The newest model Raspberry Pi 4 has LPDDR4 2400MHz RAM, with 1, 2, and 4GB variants from which to choose. The big beast that is that lump of RAM is a big upgrade compared to the 900Mhz RAM on the 3B+.

Bluetooth moved beyond the Bluetooth 4.2 tech in the 3B+ (plus BLE). Now we’ve got BLE (since low energy bluetooth basically comes standard with every new Bluetooth implementation, of course), and Bluetooth 5.0.

4. HDMI… upgrade?

If you’re the sort of person who likes to pop your old Raspberry Pi model OUT of your long-developing DIY project and pop a new Raspberry Pi IN, you might need some adjustments in the process this time around. The full-sized HDMI connector of the last most current Raspberry Pi was removed for this new model, and replaced by 2x micro-HDMI connectors.

This is, of course, an upgrade if we look past the fact that we’ll have to work with different cords (NBD!) Before we just had 1080p60 in one HDMI 1.4 port. Now we’ve got 2x micro HDMI ports and the ability to output to 4Kp60 in each of the two.

3. Ethernet upgrade (and move)

There’s also the matter of the move of the ethernet port. Where before if you were looking at the board from above, the USB ports were north, and the ethernet port was south. Now the ethernet port is north, and the USB ports are south.

The upgrade in ethernet power is a move from the Gigabit Ethernet over USB (300 Mbps max) to a new entirely Native Gigabit Ethernet. We’ve still got Power over Ethernet via PoE HAT, too!

2. SoC and GPU upgrades

The 3 B+ rolls with a Broadcom BCM2837B0 quad-core Cortex-A53 @ 1.4 GHz, while the 4 has a new Broadcom BCM2711 quad-core Cortex-A72 @ 1.5 GHz. The GPU gets a boost from the VideoCore IV with OpenGL ES 1.1, 2.0 to the VideoCore VI with OpenGL ES 1.1, 2.0, 3.0.

The CPU is up to three times faster, while the combination of the processor upgrade enable a set of new features. Now we’ve got features like HDR, the ability to output signal to two 4K monitors at once, and VP9 video decoding.

1. USB to 3.0

USB gets a big boost to 3.0 in two ports. To facilitate the transition, we’re not moving immediately to ALL FOUR ports to 3.0, but two of four. Where with the 3B+ we had 4x USB 2.0, now we’ll have 2x USB 2.0 and 2x USB 3.0.

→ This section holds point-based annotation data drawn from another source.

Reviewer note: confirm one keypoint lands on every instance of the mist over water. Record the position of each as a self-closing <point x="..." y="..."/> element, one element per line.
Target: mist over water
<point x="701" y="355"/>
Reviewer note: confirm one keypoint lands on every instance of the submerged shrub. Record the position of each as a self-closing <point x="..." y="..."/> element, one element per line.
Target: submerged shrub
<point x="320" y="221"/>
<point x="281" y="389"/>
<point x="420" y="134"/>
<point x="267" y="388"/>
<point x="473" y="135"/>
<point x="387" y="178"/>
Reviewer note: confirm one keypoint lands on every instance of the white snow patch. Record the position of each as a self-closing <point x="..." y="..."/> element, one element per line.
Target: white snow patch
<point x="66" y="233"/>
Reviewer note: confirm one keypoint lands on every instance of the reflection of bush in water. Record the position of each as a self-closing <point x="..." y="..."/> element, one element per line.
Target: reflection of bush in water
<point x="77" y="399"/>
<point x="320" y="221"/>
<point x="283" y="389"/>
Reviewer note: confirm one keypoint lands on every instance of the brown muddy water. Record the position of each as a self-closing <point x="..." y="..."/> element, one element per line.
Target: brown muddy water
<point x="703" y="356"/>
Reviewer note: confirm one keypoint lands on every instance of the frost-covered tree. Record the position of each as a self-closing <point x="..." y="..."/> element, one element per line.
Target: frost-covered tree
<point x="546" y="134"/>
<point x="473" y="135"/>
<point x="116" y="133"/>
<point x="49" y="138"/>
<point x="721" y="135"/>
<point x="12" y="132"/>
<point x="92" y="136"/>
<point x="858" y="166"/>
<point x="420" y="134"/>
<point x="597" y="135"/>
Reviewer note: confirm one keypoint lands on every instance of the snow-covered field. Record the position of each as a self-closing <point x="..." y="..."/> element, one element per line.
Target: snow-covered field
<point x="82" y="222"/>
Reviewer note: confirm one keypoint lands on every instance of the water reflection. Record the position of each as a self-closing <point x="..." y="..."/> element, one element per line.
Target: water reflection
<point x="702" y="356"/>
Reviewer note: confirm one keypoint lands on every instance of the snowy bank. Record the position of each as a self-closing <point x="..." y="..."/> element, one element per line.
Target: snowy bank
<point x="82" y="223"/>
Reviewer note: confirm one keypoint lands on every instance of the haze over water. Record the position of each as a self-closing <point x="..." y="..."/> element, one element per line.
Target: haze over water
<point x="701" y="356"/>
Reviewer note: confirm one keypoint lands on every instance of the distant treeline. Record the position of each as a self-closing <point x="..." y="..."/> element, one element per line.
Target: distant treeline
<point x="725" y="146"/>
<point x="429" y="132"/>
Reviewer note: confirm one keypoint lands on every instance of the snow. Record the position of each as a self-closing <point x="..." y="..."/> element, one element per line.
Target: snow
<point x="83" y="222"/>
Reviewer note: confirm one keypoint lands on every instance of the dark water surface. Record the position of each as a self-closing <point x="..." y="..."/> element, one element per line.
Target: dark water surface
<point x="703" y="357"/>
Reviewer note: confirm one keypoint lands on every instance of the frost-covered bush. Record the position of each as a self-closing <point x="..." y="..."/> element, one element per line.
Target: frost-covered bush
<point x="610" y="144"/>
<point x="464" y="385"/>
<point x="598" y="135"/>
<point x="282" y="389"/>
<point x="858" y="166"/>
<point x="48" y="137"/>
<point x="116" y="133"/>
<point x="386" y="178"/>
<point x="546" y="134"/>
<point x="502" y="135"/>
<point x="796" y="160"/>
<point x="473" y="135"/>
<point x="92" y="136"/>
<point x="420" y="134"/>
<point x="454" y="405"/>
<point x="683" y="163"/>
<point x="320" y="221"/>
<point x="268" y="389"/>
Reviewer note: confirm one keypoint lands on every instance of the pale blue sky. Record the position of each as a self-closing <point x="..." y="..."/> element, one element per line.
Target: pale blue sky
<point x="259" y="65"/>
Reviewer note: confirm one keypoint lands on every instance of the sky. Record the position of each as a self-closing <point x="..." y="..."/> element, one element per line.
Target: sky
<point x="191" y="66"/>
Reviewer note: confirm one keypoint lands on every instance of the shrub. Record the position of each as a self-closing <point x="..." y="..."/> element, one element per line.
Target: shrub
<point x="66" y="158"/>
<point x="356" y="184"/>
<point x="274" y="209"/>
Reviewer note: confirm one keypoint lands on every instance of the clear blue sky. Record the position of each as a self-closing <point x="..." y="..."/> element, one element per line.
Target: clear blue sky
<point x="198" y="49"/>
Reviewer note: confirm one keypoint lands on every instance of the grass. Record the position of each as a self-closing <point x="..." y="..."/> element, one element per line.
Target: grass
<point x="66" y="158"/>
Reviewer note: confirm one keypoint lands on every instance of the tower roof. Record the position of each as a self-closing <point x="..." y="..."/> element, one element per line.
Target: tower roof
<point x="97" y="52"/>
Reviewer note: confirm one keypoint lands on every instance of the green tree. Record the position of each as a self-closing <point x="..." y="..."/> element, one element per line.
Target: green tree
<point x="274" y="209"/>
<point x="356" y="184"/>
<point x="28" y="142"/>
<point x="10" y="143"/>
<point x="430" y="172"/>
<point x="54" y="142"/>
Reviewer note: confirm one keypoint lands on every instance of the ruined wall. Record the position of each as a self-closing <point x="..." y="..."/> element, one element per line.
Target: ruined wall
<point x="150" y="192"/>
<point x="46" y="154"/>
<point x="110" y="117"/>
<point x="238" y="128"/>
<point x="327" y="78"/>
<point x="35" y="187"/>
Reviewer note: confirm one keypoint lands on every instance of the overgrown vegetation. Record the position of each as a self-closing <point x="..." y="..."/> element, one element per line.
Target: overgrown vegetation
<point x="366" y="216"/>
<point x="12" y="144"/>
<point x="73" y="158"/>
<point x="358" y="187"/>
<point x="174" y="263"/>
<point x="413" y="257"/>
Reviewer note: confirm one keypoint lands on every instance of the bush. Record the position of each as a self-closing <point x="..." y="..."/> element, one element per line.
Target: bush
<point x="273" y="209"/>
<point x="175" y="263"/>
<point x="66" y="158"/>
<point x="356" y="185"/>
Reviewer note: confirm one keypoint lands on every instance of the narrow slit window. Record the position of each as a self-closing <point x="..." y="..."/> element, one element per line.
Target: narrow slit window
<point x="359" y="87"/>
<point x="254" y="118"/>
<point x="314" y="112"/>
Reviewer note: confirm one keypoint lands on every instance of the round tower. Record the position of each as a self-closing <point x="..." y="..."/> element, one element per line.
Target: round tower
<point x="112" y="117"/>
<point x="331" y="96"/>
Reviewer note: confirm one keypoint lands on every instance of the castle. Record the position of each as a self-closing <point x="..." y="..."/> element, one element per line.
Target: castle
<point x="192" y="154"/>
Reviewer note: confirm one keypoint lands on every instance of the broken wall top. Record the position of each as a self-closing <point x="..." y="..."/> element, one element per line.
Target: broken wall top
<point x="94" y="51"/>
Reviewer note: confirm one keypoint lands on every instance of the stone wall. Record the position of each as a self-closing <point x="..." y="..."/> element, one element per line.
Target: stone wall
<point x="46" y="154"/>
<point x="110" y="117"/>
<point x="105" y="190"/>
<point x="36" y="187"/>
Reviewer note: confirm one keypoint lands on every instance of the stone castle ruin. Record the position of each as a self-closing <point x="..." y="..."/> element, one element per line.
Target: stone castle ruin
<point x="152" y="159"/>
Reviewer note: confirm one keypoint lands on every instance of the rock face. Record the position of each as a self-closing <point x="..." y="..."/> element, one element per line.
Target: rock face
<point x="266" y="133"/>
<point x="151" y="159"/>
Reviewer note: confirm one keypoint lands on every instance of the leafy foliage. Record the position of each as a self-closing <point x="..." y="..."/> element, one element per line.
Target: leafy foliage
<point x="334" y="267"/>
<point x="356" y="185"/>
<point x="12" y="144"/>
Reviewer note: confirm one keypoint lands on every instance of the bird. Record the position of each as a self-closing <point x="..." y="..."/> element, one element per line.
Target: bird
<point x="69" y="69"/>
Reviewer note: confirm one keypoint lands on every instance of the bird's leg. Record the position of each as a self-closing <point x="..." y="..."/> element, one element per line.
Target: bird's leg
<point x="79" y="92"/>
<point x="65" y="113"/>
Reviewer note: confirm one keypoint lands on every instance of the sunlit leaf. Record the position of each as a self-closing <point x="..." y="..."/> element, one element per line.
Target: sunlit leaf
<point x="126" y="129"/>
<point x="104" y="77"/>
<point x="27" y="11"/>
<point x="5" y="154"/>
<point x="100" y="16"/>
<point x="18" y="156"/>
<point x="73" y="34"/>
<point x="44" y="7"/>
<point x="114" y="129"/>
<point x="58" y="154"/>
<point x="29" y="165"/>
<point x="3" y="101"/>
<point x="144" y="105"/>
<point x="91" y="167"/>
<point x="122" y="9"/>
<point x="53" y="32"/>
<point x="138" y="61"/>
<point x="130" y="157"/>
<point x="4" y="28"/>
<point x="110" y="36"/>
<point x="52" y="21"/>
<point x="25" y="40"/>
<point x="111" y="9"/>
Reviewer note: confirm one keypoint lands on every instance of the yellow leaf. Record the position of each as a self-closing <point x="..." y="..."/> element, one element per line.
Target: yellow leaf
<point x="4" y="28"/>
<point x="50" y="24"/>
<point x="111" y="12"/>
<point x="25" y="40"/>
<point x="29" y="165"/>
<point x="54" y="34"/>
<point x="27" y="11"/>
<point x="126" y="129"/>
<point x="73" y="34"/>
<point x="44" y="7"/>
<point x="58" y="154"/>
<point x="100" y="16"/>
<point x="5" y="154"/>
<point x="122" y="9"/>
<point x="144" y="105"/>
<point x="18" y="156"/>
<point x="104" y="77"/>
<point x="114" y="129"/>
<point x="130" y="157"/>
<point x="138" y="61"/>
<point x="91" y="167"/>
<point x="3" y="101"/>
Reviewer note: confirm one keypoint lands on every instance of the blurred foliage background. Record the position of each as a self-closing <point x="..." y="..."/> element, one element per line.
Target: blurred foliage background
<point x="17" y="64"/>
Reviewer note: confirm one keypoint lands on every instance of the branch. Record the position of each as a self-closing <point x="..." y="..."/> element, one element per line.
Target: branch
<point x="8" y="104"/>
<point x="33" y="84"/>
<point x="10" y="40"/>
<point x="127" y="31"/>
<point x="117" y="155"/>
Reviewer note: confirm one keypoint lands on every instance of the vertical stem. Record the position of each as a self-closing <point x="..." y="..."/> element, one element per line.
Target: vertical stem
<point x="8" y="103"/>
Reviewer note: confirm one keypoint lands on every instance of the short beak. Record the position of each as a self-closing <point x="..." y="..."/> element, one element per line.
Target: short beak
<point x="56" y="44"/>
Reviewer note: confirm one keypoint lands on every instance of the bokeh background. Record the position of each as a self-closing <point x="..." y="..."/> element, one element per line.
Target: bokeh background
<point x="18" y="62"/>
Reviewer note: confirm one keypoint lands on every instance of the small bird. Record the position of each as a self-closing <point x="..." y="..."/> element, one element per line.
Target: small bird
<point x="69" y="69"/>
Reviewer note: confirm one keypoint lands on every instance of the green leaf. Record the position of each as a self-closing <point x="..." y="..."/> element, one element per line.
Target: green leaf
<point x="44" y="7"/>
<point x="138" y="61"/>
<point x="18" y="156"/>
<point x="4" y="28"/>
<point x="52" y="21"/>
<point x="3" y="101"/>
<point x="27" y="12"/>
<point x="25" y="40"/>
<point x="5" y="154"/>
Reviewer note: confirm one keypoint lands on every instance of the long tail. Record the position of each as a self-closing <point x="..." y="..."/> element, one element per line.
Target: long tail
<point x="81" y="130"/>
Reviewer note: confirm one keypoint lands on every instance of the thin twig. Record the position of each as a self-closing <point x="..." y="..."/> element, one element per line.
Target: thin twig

You’ll also notice that the power brick is USB-C, too. That’ll deliver power up to 15W. You could potentially buy a converter to turn your micro-USB power cord into USB-C to power this board, but you’ll probably just want to head straight to a real-deal USB-C cord.

If you’re going to end up purchasing the official Raspberry Pi 4 Desktop Kit, you’ll find a “Raspberry Pi 15.3W USB-C Power Supply” in the box.

0. Released for sale

You’ll find the Raspberry Pi 4 up for sale at Raspberry Pi dot org right this minute. The Raspberry Pi 4 Desktop kit includes the Raspberry Pi 4 Model B, 4GB edition with official keyboard, mouse, 2 × micro HDMI to Standard HDMI (A/M) 1m Cables, the aforementioned official USB-C power supply, a case, a beginners guide, and a 16GB NOOBS with Raspbian microSD card, all for approximately $120 USD.

Or you could buy the board on its own for $35 USD if you do so choose. You’ll find the board and various kits available for sale starting this week at your favorite local Raspberry Pi supply shop, wherever fine kits are sold.